About Sarah Hilton

Sarah Hilton is an illustrative designer and artist based in Charleston, South Carolina. Her work

exists at the intersection of design and illustration, blending narrative, craftsmanship, and visual

problem-solving to create engaging and memorable experiences. Throughout her career, she

has collaborated with clients across South Carolina and nationally, including Chick-fil-A, Hootie

& the Blowfish, Local Boy Outfitters, and the South Carolina House Legislative Oversight

Committee.

Hilton's work has been recognized with 14 American Advertising Federation Awards, including

both Gold and Silver National ADDY Awards. She currently holds the record for the most

student ADDY Awards earned at the local and national levels through the University of South

Carolina and has twice been longlisted for the Communication Arts Illustration Awards.

In 2024, Hilton was selected as a resident artist at Stormwater Studios, where she spent a year

developing her practice alongside fellow artists. The residency culminated in a collaborative

exhibition and provided an opportunity to deepen her exploration of painting and fine art.

While her professional career has centered on illustration and design, painting remains at the

heart of her creative practice. It was her first artistic love and continues to serve as a reminder of

the value of making something tangible by hand. Through her fine art work, Hilton explores

color, texture, and storytelling, embracing the physical process of creating objects that invite

viewers to slow down, look closely, and find beauty in the everyday.


Impressions Show Statement

The mundane has always inspired me. I am drawn to the beauty of shifting light, the stillness in

a quiet moment, and the subtle ways color changes as light moves from warm to cool. In

Impressions, I wanted to explore the phenomenon of light and shadows and the marks they

leave on the spaces we inhabit.

This collection began as a study of shadows and the forms they cast onto everyday objects. As I

painted, I found myself asking larger questions: What impressions do we leave on our

surroundings? What continues to affect us long after its source is gone? Can light itself leave an

impression?

Each painting captures a still of my daily life—a countertop, a meal, a wall, a window. Through

shadows, reflections, and dispersed light, the works invite viewers to imagine what exists

outside the frame and to consider how absence can be made visible. They give form and depth

to a space, suggesting the objects, architecture, and activity beyond the edge of the panel.
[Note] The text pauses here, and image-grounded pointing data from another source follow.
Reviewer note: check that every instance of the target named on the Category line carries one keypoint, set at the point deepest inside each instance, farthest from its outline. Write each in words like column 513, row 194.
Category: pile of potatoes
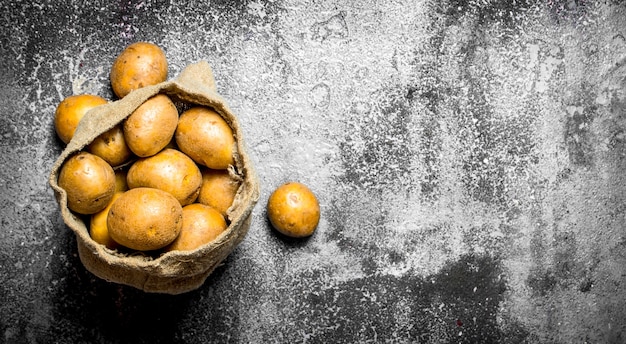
column 161, row 180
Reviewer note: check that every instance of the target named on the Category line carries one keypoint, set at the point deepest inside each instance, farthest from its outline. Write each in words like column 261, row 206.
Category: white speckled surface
column 468, row 158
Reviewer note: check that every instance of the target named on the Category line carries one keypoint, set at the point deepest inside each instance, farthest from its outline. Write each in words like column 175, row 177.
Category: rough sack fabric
column 177, row 271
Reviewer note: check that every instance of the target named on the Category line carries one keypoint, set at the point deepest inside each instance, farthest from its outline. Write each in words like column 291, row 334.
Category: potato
column 89, row 182
column 293, row 210
column 111, row 146
column 201, row 225
column 70, row 111
column 98, row 229
column 218, row 189
column 145, row 219
column 169, row 170
column 140, row 64
column 205, row 137
column 151, row 126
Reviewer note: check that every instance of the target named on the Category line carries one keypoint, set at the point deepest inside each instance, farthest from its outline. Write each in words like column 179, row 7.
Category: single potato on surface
column 145, row 219
column 111, row 146
column 151, row 127
column 89, row 182
column 201, row 225
column 293, row 210
column 206, row 137
column 169, row 170
column 140, row 64
column 70, row 111
column 218, row 189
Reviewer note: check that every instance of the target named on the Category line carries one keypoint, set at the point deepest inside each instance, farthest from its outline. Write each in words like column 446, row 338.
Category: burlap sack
column 174, row 272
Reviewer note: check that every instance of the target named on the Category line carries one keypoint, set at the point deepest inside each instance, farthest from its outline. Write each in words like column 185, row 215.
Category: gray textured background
column 468, row 157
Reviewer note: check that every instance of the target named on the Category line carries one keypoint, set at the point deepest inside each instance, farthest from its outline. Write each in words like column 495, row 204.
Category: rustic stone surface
column 468, row 157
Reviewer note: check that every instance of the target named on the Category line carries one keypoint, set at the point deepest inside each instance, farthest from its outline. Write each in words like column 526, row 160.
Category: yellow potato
column 111, row 146
column 145, row 219
column 293, row 210
column 201, row 225
column 151, row 126
column 218, row 189
column 98, row 229
column 169, row 170
column 140, row 64
column 89, row 182
column 71, row 110
column 206, row 137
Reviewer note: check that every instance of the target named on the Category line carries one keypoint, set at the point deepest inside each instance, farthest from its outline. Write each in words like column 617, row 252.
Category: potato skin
column 169, row 170
column 151, row 127
column 89, row 182
column 98, row 229
column 205, row 137
column 138, row 65
column 145, row 219
column 218, row 189
column 111, row 146
column 201, row 225
column 71, row 110
column 293, row 210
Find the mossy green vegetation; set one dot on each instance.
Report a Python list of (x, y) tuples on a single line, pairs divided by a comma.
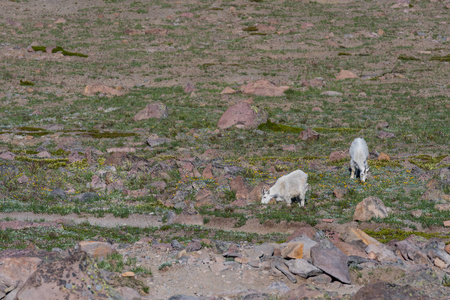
[(26, 83), (440, 58), (67, 53), (271, 126), (58, 49), (407, 58), (386, 235), (427, 162), (110, 135), (250, 28), (337, 129)]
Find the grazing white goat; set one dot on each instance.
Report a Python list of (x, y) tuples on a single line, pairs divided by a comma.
[(359, 153), (287, 187)]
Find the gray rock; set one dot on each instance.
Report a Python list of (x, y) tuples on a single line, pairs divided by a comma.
[(193, 246), (264, 249), (302, 268), (279, 286), (385, 135), (331, 260)]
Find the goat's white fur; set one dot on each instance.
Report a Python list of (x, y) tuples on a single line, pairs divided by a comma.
[(359, 153), (287, 187)]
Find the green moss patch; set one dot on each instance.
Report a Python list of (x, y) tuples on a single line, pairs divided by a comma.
[(110, 135), (383, 163), (406, 57), (26, 83), (427, 162), (67, 53), (441, 58), (386, 235), (250, 28), (270, 126), (58, 49), (333, 130), (26, 128)]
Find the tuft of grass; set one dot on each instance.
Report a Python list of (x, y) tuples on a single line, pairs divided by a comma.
[(440, 58), (270, 126)]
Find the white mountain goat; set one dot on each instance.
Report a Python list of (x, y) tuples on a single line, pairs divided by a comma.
[(359, 153), (287, 187)]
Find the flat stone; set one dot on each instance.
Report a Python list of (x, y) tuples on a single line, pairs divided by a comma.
[(331, 260), (302, 268)]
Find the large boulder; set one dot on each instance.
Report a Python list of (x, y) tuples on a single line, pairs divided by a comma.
[(242, 115), (74, 277), (331, 260), (368, 208)]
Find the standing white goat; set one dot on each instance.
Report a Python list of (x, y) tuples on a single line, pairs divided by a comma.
[(287, 187), (359, 153)]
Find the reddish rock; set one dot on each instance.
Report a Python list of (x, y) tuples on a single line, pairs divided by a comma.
[(345, 74), (44, 154), (136, 193), (306, 25), (241, 202), (308, 135), (266, 28), (16, 270), (91, 90), (96, 183), (385, 135), (190, 87), (293, 250), (227, 91), (305, 230), (368, 208), (156, 110), (383, 156), (74, 157), (23, 179), (264, 88), (204, 197), (96, 249), (340, 193), (447, 248), (338, 155), (242, 115), (291, 147), (7, 155), (188, 15), (241, 188), (255, 195), (121, 149), (207, 171), (385, 290)]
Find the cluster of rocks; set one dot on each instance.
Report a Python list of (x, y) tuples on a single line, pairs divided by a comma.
[(312, 263)]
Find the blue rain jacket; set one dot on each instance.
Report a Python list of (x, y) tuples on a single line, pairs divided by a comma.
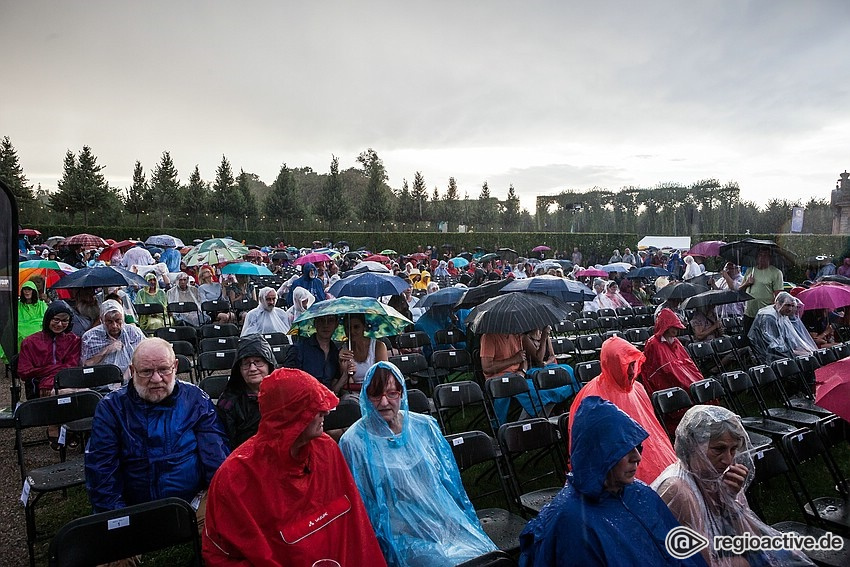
[(586, 525), (411, 487)]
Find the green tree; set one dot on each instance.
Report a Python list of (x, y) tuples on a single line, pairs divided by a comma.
[(284, 201), (137, 195), (13, 174), (164, 188), (333, 206)]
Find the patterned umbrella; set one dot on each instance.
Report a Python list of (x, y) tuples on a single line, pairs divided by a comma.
[(381, 320), (87, 240)]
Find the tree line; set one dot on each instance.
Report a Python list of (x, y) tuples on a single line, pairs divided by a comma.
[(360, 198)]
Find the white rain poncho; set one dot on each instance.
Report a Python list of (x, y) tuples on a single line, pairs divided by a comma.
[(696, 494), (411, 486)]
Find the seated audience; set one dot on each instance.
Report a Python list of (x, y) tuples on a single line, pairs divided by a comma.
[(285, 496), (603, 516), (407, 476)]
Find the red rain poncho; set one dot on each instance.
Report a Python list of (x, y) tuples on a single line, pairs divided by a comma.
[(267, 508), (667, 363), (615, 386)]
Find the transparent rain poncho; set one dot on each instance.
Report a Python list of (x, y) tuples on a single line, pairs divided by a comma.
[(411, 486), (696, 494)]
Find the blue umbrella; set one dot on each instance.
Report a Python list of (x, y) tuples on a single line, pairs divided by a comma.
[(445, 296), (649, 272), (369, 284), (553, 286), (246, 269), (106, 276)]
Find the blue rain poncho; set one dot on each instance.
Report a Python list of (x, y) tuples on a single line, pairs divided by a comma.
[(587, 525), (411, 487)]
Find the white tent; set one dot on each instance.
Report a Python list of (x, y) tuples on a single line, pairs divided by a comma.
[(662, 242)]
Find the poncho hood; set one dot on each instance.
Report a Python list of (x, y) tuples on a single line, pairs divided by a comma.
[(289, 399), (602, 434), (615, 357), (56, 308), (666, 320), (249, 345)]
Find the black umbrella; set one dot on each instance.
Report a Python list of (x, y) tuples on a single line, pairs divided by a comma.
[(106, 276), (479, 294), (679, 291), (715, 297), (745, 252), (516, 313)]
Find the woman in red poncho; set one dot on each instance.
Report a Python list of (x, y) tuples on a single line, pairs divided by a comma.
[(286, 496), (621, 362)]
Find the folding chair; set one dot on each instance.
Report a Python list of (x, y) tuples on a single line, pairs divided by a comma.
[(525, 445), (126, 532), (474, 448), (38, 481)]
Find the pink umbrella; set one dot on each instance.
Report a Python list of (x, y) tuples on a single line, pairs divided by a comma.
[(706, 249), (825, 296), (591, 273), (313, 257), (832, 388)]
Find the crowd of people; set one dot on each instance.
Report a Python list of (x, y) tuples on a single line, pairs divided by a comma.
[(270, 487)]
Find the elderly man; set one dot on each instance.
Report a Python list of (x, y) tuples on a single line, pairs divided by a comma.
[(184, 293), (286, 496), (265, 317), (155, 437), (777, 332), (603, 516), (113, 341)]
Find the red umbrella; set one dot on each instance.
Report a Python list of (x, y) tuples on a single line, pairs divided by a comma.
[(313, 257), (707, 249), (87, 240), (825, 296), (832, 388)]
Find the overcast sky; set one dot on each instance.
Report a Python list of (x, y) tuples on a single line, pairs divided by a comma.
[(545, 95)]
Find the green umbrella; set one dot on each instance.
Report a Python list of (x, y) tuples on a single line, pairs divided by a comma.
[(381, 319)]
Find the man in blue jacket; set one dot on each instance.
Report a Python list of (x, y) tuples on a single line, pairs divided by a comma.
[(603, 516), (155, 437)]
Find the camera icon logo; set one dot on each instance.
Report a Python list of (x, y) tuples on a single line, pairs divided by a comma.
[(683, 542)]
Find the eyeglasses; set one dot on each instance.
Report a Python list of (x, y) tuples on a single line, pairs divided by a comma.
[(391, 395), (147, 373)]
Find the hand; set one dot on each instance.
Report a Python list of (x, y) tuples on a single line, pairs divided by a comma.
[(735, 476)]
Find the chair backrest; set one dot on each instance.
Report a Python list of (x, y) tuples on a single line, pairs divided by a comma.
[(343, 415), (219, 330), (88, 376), (214, 385), (213, 344), (126, 532)]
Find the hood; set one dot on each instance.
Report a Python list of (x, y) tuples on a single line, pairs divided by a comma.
[(602, 434), (53, 310), (289, 399), (615, 357), (667, 319), (372, 419), (249, 345)]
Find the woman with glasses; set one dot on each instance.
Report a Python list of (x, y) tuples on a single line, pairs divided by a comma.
[(408, 479), (237, 406)]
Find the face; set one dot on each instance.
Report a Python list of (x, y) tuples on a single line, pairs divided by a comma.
[(623, 473), (722, 450), (114, 322), (254, 369), (325, 326), (59, 323), (153, 372)]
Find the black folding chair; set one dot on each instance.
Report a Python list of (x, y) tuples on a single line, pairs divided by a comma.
[(126, 532), (41, 479)]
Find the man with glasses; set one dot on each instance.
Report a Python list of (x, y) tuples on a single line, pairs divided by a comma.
[(155, 437)]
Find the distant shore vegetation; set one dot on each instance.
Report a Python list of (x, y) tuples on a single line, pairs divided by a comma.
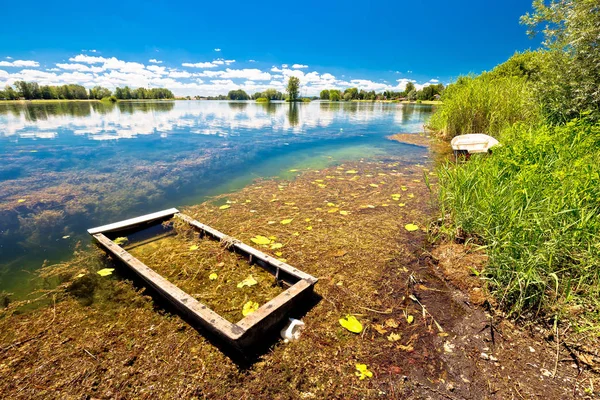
[(22, 90)]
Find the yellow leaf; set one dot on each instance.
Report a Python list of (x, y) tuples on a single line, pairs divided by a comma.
[(249, 308), (260, 240), (351, 323), (411, 227), (394, 337), (106, 271), (380, 329), (121, 240), (363, 372), (391, 322), (249, 281)]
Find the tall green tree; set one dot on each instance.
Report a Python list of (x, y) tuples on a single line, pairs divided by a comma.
[(293, 88), (570, 82)]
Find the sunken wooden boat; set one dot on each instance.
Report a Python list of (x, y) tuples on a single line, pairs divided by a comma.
[(242, 334)]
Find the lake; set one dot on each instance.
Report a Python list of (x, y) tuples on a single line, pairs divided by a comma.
[(69, 166)]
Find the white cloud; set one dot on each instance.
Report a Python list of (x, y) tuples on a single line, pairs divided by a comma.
[(179, 74), (87, 59), (200, 65), (91, 70), (19, 63), (247, 73), (80, 67)]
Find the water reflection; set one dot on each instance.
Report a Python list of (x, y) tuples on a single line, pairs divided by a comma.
[(66, 166)]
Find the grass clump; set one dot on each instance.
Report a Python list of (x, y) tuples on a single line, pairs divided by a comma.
[(484, 104), (535, 205)]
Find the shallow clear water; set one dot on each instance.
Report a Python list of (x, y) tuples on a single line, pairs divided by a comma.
[(69, 166)]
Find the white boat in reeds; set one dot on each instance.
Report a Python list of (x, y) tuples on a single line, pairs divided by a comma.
[(472, 143)]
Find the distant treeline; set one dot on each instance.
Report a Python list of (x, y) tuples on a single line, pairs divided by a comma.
[(430, 92), (33, 91)]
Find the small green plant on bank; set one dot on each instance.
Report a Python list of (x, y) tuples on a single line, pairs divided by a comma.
[(484, 104), (535, 204)]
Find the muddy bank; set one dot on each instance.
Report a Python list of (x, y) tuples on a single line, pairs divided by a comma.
[(422, 337)]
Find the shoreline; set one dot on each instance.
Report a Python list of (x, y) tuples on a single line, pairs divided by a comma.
[(358, 213)]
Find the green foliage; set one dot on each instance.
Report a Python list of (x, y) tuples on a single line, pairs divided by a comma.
[(238, 95), (335, 95), (293, 88), (485, 104), (535, 204), (571, 77), (430, 92), (98, 92)]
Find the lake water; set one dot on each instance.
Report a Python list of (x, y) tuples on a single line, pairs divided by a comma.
[(69, 166)]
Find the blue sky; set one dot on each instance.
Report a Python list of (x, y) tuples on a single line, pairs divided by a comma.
[(212, 47)]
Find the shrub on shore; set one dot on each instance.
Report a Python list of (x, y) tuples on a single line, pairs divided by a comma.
[(484, 104), (535, 205)]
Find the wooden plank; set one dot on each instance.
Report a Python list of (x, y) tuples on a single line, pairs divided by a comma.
[(128, 223), (275, 263), (180, 299), (273, 305)]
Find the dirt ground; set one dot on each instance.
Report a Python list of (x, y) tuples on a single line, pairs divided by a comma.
[(429, 332)]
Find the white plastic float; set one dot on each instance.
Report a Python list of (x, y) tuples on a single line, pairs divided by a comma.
[(472, 143)]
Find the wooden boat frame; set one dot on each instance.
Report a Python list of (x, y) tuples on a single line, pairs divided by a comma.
[(245, 332)]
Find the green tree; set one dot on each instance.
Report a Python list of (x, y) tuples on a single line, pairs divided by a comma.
[(293, 88), (335, 95), (238, 95), (570, 80), (409, 88)]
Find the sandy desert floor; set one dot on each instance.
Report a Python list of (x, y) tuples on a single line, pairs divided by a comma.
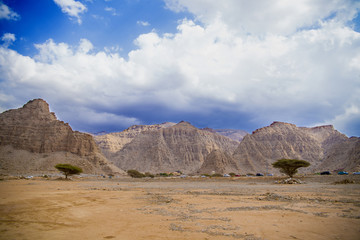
[(124, 208)]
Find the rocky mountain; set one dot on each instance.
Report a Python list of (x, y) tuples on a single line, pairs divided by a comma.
[(33, 140), (180, 147), (114, 142), (234, 134), (322, 146), (219, 162)]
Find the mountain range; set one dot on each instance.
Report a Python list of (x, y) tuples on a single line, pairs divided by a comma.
[(32, 140)]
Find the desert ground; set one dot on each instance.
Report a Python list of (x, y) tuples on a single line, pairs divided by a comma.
[(190, 208)]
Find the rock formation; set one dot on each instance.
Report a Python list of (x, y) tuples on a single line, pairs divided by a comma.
[(114, 142), (317, 145), (219, 162), (180, 147), (32, 139)]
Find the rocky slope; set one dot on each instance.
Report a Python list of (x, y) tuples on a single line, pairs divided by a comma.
[(32, 139), (114, 142), (234, 134), (180, 147), (219, 162), (318, 145)]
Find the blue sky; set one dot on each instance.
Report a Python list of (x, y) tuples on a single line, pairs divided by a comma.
[(104, 65)]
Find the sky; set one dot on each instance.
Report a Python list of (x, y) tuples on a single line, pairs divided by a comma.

Through these traces, viewers are invited to imagine the broader environment and the unseen

relationships between the objects depicted.

Throughout this series, I became fascinated by the complexity of light itself. What first appeared

simple revealed layers of texture, subtle gradients, and hazy shifts in value. Light bends, breaks,

softens, and transforms the surfaces it touches, creating moments that feel both familiar and

surreal. I was inspired by strong color choices, subtle gradients, and capturing the quality of light

dancing across a surface. Working impressionistically in acrylic, I sought to capture not only

what I observed, but also the sensation of observation itself.

Impressions is an invitation to look closely at the ordinary and to consider the traces left behind

by light, by objects, and by ourselves.